ON March 28, addressing the Asspcham annual session, Commerce and Industry Minister Piyush Goyal said that India’s overall exports have crossed $750 billion. “We’ve had a record run of FDI over the last decade with an alltime high every year until March 2022. Exports at about $500 billion in 2021 saw a phenomenal 35 per cent jump to $676 billion last year. Today, we have crossed $750 billion in exports with growth in both goods and services exported. I am sure we can achieve $2 trillion – a trillion each in goods and services respectively,” an ecstatic Goyal waxed eloquent at the Assocham jamboree.
For the record, it may be mentioned that in 2021-22, the country’s goods and services exports touched an all-time high of $422 billion and $254 billion respectively, taking the total shipments to $676 billion.
Goods segment growth
What is gratifying about the record exports is that it is not just focused on IT or value-added services but has seen growth in the merchandise or goods segment. Goyal said there has been healthy growth in both the merchandise. The minister was right in surmising that given the worldwide slowing down of the economy (particularly Europe and North America in recession), inflation reaching for the skies in most of the developed world, and interest rates spiking up “India’s performance fills us with pride”. It is something that the IMF and the World Bank have both alluded to earlier calling India the one bright spot amongst world economies.
Interestingly, service exports are not just IT-driven but value-added initiatives like consulting and R&D. But RBI data shows that IT services still accounted for close to 45 per cent of India’s total services exports in April-December. The one sector that grew the fastest was professional and management consulting – at almost 30 per cent compounded annual growth rate over the last three years according to leading security and market analysts. So what has helped in this fantastic growth?
Capability centres
Primarily this has been driven by global capability centres or high-quality backend offices that are offering clients top-notch services and solutions for areas like healthcare, accounting and the legal business. This accelerated growth will also be a huge shield to our overall exports helping cover up for any drop in the goods sector because of the weakening global economy.
Media reports quoted Sangeeta Gupta, chief strategy officer at software industry lobby group Nasscom, as estimating ‘’India is home to over 45 per cent of such global capability centres in the world.’’ The Economic Times quoting Pranjul Bhandari, chief India economist at HSBC Securities and Capital Markets, said: ‘’Such centres started off providing support functions, but they have now moved up the ladder to tech enablement, business operations, capability development, and even R&D and business development.’’ Nasscom says that the first movers were from North America, especially America followed by Europe, Asia Pacific and South Asia.
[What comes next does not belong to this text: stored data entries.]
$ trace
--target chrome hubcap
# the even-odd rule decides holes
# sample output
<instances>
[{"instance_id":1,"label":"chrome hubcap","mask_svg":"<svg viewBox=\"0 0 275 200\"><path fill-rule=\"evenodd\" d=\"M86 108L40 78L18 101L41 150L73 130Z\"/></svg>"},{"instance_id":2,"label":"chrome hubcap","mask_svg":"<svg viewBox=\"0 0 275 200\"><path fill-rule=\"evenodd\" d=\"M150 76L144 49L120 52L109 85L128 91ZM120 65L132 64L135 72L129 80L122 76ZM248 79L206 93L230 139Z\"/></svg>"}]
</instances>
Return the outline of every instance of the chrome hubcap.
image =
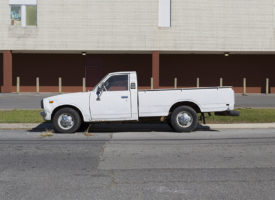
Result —
<instances>
[{"instance_id":1,"label":"chrome hubcap","mask_svg":"<svg viewBox=\"0 0 275 200\"><path fill-rule=\"evenodd\" d=\"M73 127L74 121L71 115L62 114L58 117L58 125L62 129L68 130Z\"/></svg>"},{"instance_id":2,"label":"chrome hubcap","mask_svg":"<svg viewBox=\"0 0 275 200\"><path fill-rule=\"evenodd\" d=\"M188 128L193 123L193 117L188 112L180 112L177 115L177 123L183 128Z\"/></svg>"}]
</instances>

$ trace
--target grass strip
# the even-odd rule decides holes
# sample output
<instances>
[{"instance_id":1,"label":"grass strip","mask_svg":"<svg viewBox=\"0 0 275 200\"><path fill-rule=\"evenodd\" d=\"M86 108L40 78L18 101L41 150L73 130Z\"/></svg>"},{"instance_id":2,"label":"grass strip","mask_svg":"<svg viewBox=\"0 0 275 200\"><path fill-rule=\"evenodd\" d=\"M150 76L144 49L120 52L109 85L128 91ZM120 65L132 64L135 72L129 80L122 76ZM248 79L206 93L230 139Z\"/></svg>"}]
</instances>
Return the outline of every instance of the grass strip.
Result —
<instances>
[{"instance_id":1,"label":"grass strip","mask_svg":"<svg viewBox=\"0 0 275 200\"><path fill-rule=\"evenodd\" d=\"M275 122L275 109L244 108L239 117L215 116L206 114L206 122L210 123L271 123ZM41 123L41 110L2 110L0 111L0 123Z\"/></svg>"},{"instance_id":2,"label":"grass strip","mask_svg":"<svg viewBox=\"0 0 275 200\"><path fill-rule=\"evenodd\" d=\"M216 116L206 118L206 122L211 123L272 123L275 122L275 109L240 108L240 116ZM207 114L206 114L207 116Z\"/></svg>"},{"instance_id":3,"label":"grass strip","mask_svg":"<svg viewBox=\"0 0 275 200\"><path fill-rule=\"evenodd\" d=\"M1 110L0 123L41 123L41 110Z\"/></svg>"}]
</instances>

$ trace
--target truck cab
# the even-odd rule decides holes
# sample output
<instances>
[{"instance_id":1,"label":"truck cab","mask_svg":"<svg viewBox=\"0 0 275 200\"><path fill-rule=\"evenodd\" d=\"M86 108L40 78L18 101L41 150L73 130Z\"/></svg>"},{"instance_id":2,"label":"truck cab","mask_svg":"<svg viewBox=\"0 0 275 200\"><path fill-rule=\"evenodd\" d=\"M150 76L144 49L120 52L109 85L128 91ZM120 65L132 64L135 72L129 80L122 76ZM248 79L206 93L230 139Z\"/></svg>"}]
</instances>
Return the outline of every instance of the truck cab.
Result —
<instances>
[{"instance_id":1,"label":"truck cab","mask_svg":"<svg viewBox=\"0 0 275 200\"><path fill-rule=\"evenodd\" d=\"M136 72L110 73L90 95L92 121L138 120Z\"/></svg>"}]
</instances>

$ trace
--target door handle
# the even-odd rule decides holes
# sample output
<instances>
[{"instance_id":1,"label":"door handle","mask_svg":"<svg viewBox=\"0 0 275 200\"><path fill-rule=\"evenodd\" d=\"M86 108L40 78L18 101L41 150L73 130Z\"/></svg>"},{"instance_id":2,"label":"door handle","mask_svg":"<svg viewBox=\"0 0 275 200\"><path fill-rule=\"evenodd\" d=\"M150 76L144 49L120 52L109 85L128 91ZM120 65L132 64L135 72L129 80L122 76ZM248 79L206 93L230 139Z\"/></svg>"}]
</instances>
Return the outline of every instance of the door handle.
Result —
<instances>
[{"instance_id":1,"label":"door handle","mask_svg":"<svg viewBox=\"0 0 275 200\"><path fill-rule=\"evenodd\" d=\"M121 96L122 99L128 99L128 96Z\"/></svg>"}]
</instances>

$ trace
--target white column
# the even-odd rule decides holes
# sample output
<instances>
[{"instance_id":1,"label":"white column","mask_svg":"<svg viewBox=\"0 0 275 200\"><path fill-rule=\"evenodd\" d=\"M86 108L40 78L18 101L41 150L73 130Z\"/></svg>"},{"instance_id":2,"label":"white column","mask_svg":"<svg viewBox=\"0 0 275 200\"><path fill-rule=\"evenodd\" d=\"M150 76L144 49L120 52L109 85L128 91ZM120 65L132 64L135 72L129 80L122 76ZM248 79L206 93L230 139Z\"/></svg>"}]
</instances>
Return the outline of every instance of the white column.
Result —
<instances>
[{"instance_id":1,"label":"white column","mask_svg":"<svg viewBox=\"0 0 275 200\"><path fill-rule=\"evenodd\" d=\"M58 78L58 92L62 93L62 78Z\"/></svg>"},{"instance_id":2,"label":"white column","mask_svg":"<svg viewBox=\"0 0 275 200\"><path fill-rule=\"evenodd\" d=\"M197 88L199 88L200 87L200 78L198 77L197 78Z\"/></svg>"},{"instance_id":3,"label":"white column","mask_svg":"<svg viewBox=\"0 0 275 200\"><path fill-rule=\"evenodd\" d=\"M86 78L82 79L82 91L86 92Z\"/></svg>"},{"instance_id":4,"label":"white column","mask_svg":"<svg viewBox=\"0 0 275 200\"><path fill-rule=\"evenodd\" d=\"M246 78L243 78L243 95L246 95Z\"/></svg>"},{"instance_id":5,"label":"white column","mask_svg":"<svg viewBox=\"0 0 275 200\"><path fill-rule=\"evenodd\" d=\"M21 25L26 26L26 6L21 6Z\"/></svg>"},{"instance_id":6,"label":"white column","mask_svg":"<svg viewBox=\"0 0 275 200\"><path fill-rule=\"evenodd\" d=\"M16 92L17 93L20 92L20 77L19 76L16 77Z\"/></svg>"},{"instance_id":7,"label":"white column","mask_svg":"<svg viewBox=\"0 0 275 200\"><path fill-rule=\"evenodd\" d=\"M222 87L222 86L223 86L223 79L220 78L220 87Z\"/></svg>"},{"instance_id":8,"label":"white column","mask_svg":"<svg viewBox=\"0 0 275 200\"><path fill-rule=\"evenodd\" d=\"M39 92L39 77L36 77L36 92Z\"/></svg>"},{"instance_id":9,"label":"white column","mask_svg":"<svg viewBox=\"0 0 275 200\"><path fill-rule=\"evenodd\" d=\"M269 94L269 78L266 78L265 94Z\"/></svg>"}]
</instances>

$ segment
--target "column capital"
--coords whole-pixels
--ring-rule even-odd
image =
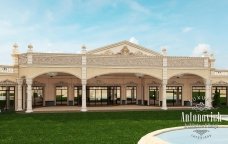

ET quoting Sangeeta Gupta said: “An acceleration in digitalisation after the Covid crisis and a lack of adequate tech talent in some of these countries are key factor.”’
Not the trodden path
Piyush Goyal is right when he says that India has to look away from the trodden path if it has to vault to fulfilling its 2 billion exports target by 2030. As he said, “Renewable energy is an area where India is becoming a global leader and as we move up the value chain, if we can get into hydrogen and then green ammonia in India, we can not only change our source of energy in India but we can do that for the rest of the world and offer goods and services produced with the least amount of carbon impact making us even more attractive.”
This combined with ambitious projects like the National Infrastructure Pipeline, PM Gati Shakti, Unified Logistics Interface Platform and, of course, the ubiquitous India stack are all elements that help act as catalytic agents in helping to achieve the lofty heights of export targets set by the Government.
“Out of $32 trillion international trade, our share is minuscule therefore the delta of possibilities is huge. The kind of new ideas and new products that India has developed in the last few years, and our handling of Covid are all reflective of the new spirit that Bharat has. Our ranking in the global innovation index has now improved to 40th rank, ease-of-doing business ranking has improved to 63rd by 2019,” Goyal said. For India to achieve all this, it will have to set a template that embraces minimum bureaucracy and maximum efficiency combined with a non-negotiable focus on ESG (Environmental, Sustainability, Governance) commitments.